SPACs, in particular, have proliferated, leading some to wonder if the froth is fueling a risky bubble.
Also known as “blank-check companies,” SPACs raise capital into a publicly listed entity via an IPO, but otherwise do not have an operating business. SPAC managers target other companies to acquire, thereby taking the acquisition public through the merger. While seemingly straightforward, the actual mechanics of a SPAC are confusing, creating an advantaged structure for some, while shifting the burden of cost to others. Hedge funds have taken advantage of the structure to create a low-risk cash-management strategy with returns averaging near 11%, according to a recent study by Michael Klausner of Stanford Law School and Michael Ohlrogge of New York University School of Law.
It would seem logical that a SPAC would use the capital raised in its IPO for the acquisition, but this is not necessarily the case. For original investors in the IPO, the structure allows these participants to redeem out of their investment, providing a full return on investment with interest. Warrant coverage provided by the structure provides additional upside on the risk-free investment.

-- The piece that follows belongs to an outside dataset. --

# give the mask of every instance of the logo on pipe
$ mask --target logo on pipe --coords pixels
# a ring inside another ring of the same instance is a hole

This redemption right creates some uncertainty for the company being acquired, as it is unknown how much capital will be redeemed and how much will actually flow into the company through the process. This uncertainty can be partially alleviated by a secondary offering with capital explicitly designated for the company. Ultimately, it is the investors trading in shares of the SPAC post IPO that are most exposed to the risks and uncertainties of the structure. Their investments are actually backstopping the advantaged structure of the original investors.
Investors should exercise caution when considering post-IPO SPACs so they fully understand their exposure.